52                        Finally, we conclude that counsel’s failure to challenge Rene’s hypnotically refreshed testimony by attempting to keep it out under Armstrong or by seeking an expert to challenge the reliability of the hypnotic session also contributed to the prejudice.  Rene was the only witness placing Zimmerman in the area where Thompson’s body was found.  While we agree that Rene’s testimony was contradictory, the potential inferences from it could very well have led the jury to its conclusion that Zimmerman was responsible for Thompson’s murder.  Given the “popular misconception that hypnotized people always tell the truth,” Armstrong, 110 Wis. 2d at 573, the jury may have given undue weight to any inferences they might have drawn from Rene’s testimony.  Counsel did little to mitigate this concern.  He also should have made a stronger attempt to prevent the introduction of Rene’s testimony and, if he failed, sought an expert to challenge the hypnosis session.  His failure to adequately challenge the only witness placing Zimmerman in the area where Thompson’s body was found further prejudiced Zimmerman’s defense.

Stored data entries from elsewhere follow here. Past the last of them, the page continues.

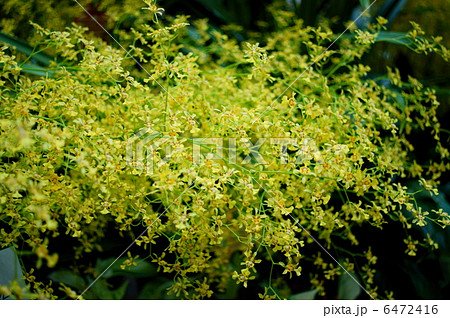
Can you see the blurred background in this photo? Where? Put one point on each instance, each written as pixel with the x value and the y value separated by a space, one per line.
pixel 424 277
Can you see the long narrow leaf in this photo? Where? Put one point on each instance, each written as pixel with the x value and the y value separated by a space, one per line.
pixel 23 47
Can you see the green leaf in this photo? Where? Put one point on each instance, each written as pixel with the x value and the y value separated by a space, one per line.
pixel 69 278
pixel 156 290
pixel 308 295
pixel 36 70
pixel 100 290
pixel 348 289
pixel 364 3
pixel 25 48
pixel 142 269
pixel 388 36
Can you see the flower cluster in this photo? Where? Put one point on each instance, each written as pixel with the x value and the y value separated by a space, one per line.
pixel 343 138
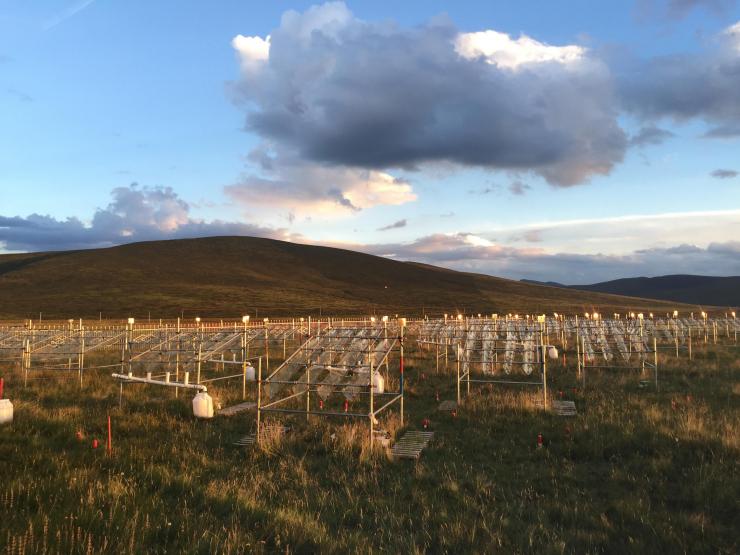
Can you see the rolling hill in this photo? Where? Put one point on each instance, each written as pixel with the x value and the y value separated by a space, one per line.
pixel 229 276
pixel 707 290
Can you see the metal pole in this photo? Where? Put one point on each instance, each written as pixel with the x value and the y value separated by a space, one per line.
pixel 372 406
pixel 401 372
pixel 259 398
pixel 655 351
pixel 458 374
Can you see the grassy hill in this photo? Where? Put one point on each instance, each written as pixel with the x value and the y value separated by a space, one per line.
pixel 709 290
pixel 228 276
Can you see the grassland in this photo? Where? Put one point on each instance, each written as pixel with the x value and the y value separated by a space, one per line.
pixel 636 471
pixel 227 276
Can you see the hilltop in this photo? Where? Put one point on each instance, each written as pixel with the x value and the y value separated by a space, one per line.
pixel 228 276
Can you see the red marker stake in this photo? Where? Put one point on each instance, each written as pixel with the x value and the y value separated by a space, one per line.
pixel 110 439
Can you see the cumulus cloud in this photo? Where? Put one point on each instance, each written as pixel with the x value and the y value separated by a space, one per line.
pixel 699 85
pixel 135 214
pixel 395 225
pixel 518 188
pixel 309 188
pixel 334 90
pixel 724 174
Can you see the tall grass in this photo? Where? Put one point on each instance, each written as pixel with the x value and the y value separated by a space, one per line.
pixel 635 471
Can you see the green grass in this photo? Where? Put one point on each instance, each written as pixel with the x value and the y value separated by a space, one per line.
pixel 636 471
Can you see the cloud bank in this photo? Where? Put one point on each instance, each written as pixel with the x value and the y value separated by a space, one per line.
pixel 135 214
pixel 333 90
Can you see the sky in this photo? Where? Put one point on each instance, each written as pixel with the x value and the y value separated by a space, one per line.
pixel 574 141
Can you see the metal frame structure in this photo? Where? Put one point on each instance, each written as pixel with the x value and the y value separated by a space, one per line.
pixel 342 359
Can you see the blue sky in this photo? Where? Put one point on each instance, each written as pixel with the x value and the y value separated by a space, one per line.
pixel 549 140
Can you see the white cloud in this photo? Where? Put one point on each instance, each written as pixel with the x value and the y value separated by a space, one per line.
pixel 306 189
pixel 135 214
pixel 252 51
pixel 501 50
pixel 334 90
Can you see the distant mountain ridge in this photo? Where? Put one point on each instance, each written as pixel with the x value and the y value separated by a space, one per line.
pixel 230 276
pixel 681 288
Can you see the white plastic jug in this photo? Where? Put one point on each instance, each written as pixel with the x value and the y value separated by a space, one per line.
pixel 378 383
pixel 203 405
pixel 251 376
pixel 6 411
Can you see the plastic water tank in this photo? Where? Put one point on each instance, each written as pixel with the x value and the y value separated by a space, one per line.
pixel 251 374
pixel 378 383
pixel 203 405
pixel 6 411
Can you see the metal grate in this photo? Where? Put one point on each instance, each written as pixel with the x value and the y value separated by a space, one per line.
pixel 411 444
pixel 448 405
pixel 236 409
pixel 249 439
pixel 564 408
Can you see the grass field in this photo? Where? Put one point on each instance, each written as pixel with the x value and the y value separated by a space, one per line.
pixel 636 471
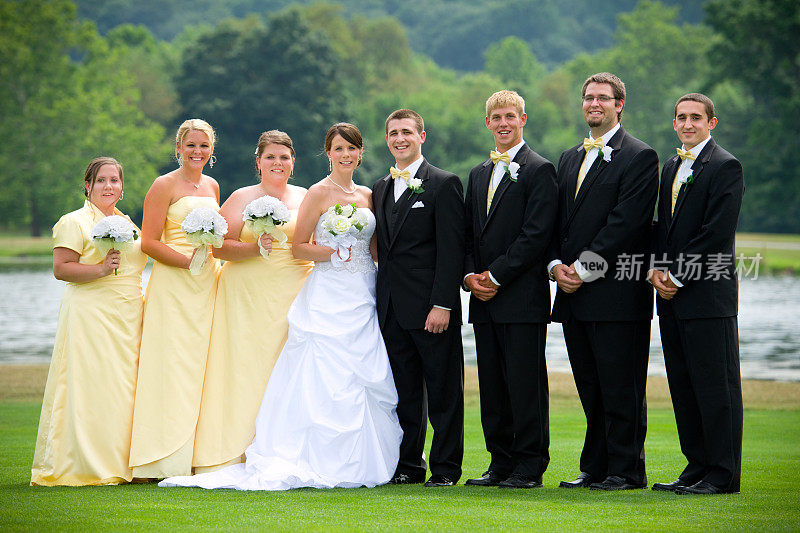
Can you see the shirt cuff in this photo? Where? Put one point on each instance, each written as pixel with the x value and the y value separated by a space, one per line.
pixel 582 272
pixel 550 266
pixel 675 280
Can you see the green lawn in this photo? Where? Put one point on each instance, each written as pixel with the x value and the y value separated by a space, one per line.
pixel 770 498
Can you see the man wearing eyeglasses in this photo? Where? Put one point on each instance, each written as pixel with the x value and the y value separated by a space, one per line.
pixel 607 187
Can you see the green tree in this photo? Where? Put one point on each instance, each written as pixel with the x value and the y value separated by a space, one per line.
pixel 245 77
pixel 58 112
pixel 759 54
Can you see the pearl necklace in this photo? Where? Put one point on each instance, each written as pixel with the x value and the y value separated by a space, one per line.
pixel 355 188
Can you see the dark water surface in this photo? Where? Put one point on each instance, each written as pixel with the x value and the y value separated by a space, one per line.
pixel 769 326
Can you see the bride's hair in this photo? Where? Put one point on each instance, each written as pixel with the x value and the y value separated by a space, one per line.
pixel 348 132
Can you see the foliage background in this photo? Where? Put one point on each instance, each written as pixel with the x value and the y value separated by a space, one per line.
pixel 116 77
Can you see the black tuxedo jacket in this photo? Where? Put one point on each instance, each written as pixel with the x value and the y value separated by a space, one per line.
pixel 511 241
pixel 704 226
pixel 612 217
pixel 420 255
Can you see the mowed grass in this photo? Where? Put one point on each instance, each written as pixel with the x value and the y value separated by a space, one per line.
pixel 770 498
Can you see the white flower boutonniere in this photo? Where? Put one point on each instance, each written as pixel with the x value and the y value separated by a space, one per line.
pixel 415 184
pixel 512 171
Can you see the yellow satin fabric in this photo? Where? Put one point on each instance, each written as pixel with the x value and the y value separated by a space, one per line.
pixel 178 311
pixel 247 335
pixel 87 411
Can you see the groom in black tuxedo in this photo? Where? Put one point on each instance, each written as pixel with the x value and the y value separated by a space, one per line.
pixel 420 233
pixel 607 188
pixel 511 207
pixel 698 208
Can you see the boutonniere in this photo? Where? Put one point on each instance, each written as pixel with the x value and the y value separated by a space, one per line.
pixel 415 184
pixel 512 171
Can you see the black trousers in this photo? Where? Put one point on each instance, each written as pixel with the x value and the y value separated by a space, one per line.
pixel 609 363
pixel 428 371
pixel 512 375
pixel 702 360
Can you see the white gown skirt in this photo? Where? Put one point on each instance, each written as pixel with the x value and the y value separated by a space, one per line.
pixel 328 417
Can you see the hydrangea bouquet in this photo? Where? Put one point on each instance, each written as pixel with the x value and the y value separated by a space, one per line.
pixel 264 215
pixel 114 232
pixel 204 227
pixel 344 222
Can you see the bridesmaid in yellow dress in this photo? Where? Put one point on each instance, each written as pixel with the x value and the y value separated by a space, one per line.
pixel 87 411
pixel 178 310
pixel 253 297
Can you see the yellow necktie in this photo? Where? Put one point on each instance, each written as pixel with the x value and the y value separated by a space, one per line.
pixel 497 156
pixel 588 144
pixel 685 154
pixel 402 174
pixel 676 185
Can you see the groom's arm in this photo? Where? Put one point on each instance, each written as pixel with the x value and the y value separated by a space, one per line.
pixel 449 227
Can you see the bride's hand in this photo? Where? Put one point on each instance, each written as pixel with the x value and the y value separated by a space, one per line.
pixel 349 254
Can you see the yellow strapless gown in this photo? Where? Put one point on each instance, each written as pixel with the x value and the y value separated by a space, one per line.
pixel 247 335
pixel 87 411
pixel 178 309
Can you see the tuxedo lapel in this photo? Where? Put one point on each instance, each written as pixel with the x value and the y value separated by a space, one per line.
pixel 521 158
pixel 482 189
pixel 405 202
pixel 378 206
pixel 599 165
pixel 697 170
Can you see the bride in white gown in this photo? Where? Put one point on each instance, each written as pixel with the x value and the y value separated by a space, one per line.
pixel 328 416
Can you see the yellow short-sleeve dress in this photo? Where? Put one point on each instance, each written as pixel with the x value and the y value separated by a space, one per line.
pixel 87 411
pixel 247 335
pixel 178 309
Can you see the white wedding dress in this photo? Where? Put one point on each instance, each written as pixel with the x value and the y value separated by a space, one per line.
pixel 328 415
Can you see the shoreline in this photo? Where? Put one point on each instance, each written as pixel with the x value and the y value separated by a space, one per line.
pixel 25 383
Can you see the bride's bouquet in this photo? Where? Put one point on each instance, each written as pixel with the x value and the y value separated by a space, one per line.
pixel 264 215
pixel 114 232
pixel 204 227
pixel 344 223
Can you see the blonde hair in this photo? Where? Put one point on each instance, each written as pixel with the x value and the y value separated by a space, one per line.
pixel 193 124
pixel 505 99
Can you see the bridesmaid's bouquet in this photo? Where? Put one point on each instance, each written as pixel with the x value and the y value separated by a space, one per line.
pixel 344 223
pixel 204 227
pixel 264 215
pixel 114 232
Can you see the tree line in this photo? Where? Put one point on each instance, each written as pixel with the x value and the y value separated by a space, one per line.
pixel 68 93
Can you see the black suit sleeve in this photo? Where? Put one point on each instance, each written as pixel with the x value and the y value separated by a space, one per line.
pixel 531 244
pixel 469 240
pixel 721 215
pixel 449 220
pixel 633 213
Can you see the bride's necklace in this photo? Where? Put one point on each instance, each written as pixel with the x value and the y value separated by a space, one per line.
pixel 187 180
pixel 343 189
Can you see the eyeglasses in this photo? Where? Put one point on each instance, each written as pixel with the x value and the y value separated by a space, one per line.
pixel 603 99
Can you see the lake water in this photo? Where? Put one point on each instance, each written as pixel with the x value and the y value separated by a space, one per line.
pixel 769 329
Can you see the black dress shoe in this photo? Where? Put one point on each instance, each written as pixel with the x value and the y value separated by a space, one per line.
pixel 520 481
pixel 703 487
pixel 438 480
pixel 670 487
pixel 616 483
pixel 582 481
pixel 406 479
pixel 490 478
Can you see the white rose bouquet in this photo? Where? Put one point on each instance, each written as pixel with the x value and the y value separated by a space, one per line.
pixel 264 215
pixel 114 232
pixel 204 227
pixel 344 223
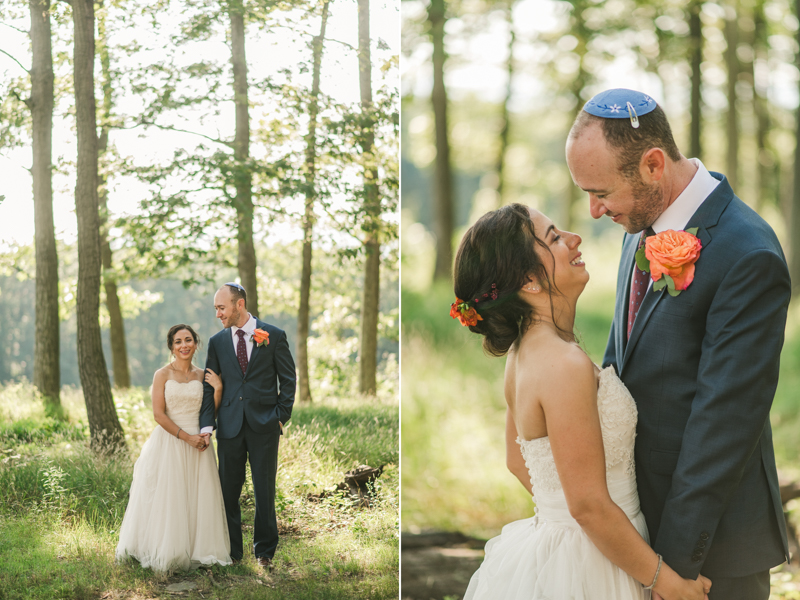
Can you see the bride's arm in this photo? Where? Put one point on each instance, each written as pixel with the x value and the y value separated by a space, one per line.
pixel 160 413
pixel 514 460
pixel 569 402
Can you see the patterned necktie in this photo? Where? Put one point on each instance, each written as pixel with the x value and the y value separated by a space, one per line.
pixel 241 350
pixel 638 286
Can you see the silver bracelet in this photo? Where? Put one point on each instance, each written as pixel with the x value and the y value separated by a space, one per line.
pixel 658 570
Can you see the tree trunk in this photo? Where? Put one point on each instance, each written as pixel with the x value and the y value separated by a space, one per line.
pixel 504 116
pixel 241 152
pixel 368 350
pixel 46 366
pixel 443 197
pixel 695 59
pixel 579 29
pixel 119 352
pixel 794 224
pixel 732 117
pixel 106 432
pixel 767 189
pixel 303 388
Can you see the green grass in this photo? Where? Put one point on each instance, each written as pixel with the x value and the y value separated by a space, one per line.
pixel 61 507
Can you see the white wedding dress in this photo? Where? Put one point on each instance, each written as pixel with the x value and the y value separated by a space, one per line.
pixel 175 517
pixel 548 556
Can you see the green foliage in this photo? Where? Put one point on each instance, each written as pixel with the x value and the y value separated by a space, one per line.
pixel 150 307
pixel 453 414
pixel 61 507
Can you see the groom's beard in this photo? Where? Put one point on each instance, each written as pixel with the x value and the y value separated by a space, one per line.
pixel 648 202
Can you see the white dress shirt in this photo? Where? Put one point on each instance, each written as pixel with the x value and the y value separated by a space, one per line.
pixel 248 329
pixel 677 215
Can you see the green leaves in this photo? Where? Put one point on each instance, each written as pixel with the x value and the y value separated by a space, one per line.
pixel 666 282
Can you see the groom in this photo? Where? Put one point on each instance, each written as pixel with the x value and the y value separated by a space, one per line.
pixel 257 371
pixel 702 365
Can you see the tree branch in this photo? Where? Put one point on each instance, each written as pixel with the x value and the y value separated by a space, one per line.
pixel 179 130
pixel 308 33
pixel 15 60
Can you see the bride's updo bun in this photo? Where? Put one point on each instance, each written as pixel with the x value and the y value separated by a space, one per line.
pixel 495 259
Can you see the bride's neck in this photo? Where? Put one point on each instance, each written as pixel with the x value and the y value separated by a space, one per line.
pixel 183 365
pixel 560 316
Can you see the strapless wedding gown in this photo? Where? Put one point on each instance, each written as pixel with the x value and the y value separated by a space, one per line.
pixel 548 556
pixel 175 517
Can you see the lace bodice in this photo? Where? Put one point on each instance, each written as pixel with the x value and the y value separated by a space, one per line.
pixel 618 416
pixel 183 399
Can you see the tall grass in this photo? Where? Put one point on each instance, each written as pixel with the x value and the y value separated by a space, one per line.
pixel 61 506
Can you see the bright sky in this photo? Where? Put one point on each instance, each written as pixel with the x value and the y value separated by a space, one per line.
pixel 267 54
pixel 478 52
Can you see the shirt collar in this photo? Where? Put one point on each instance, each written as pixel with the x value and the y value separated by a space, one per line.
pixel 686 204
pixel 248 327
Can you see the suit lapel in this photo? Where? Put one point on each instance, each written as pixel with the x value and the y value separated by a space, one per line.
pixel 229 353
pixel 705 218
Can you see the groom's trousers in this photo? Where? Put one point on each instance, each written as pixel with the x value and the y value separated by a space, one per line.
pixel 752 587
pixel 262 450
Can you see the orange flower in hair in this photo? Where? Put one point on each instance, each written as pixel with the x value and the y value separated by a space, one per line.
pixel 465 313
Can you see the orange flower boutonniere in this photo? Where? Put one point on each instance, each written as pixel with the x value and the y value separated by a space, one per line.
pixel 669 257
pixel 260 337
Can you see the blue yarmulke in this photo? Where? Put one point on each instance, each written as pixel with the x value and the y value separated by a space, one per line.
pixel 613 104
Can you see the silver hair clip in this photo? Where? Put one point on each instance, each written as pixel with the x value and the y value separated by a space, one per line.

53                        Both the State and the trial court generally dismissed Zimmerman’s claims of ineffective assistance as inconsequential. Our review of the record, however, does not lead us to the same conclusion.  We have determined that inferences from this evidence were necessary to sustain the jury’s verdict.  Thus, this evidence all contributed to Zimmerman’s conviction, and defense counsel’s deficient performance in these areas prejudiced Zimmerman’s defense.

            By the Court.—Judgment and order reversed and cause remanded with directions.

 


 

 

 

 


 

 



[1]  We wish to acknowledge the following law students who as participants in Wisconsin Innocence Project made a significant contribution to the appellant’s appeal:  Neil F. Byl, Mary Delaney, Megan Morrisey and Sheila Sullivan.

[2] Margaret Street is approximately one-half-block from where Thompson’s body was found.

[3]  State v. Machner, 92 Wis. 2d 797, 285 N.W.2d 905 (Ct. App. 1979).

[4] The Armstrong factors are:

1.  The person administering the hypnotic session ought to be a mental health person with special training in the use of hypnosis, preferably a psychiatrist or a psychologist.

2.  This specially trained person should not be informed about the case verbally.  Rather, such person should receive a written memorandum outlining whatever facts are necessary to know. Care should be exercised to avoid any communication that might influence the person's opinion.

3.  Said specially trained person should be an independent professional not responsible to the prosecution, investigators or the defense.

4.  All contact between the specially trained person and the subject should be videotaped from beginning to end.

5.  Nobody representing the police or the prosecutor or the defendant should be in the same room with the specially trained person while he is working with the subject.

6.  Prior to induction a mental health professional should examine the subject to exclude the possibility that the subject is physically or mentally ill and to confirm that the subject possesses sufficient judgment, intelligence, and reason to comprehend what is happening.

7.  The specially trained person should elicit a detailed description of the facts as the subject believes them to be prior to the use of hypnosis.

8.  The specially trained person should strive to avoid adding any new elements to the subject's description of her/his experience, including any implicit or explicit cues during the pre-session contact, the actual hypnosis and the post-session contact.

9.  Consideration should be given to any other evidence tending to corroborate or challenge the information garnered during the trance or as a result of post-hypnotic suggestion.

State v. Armstrong, 110 Wis. 2d 555, 571, n.23, 329 N.W.2d 386 (1983) (citation omitted).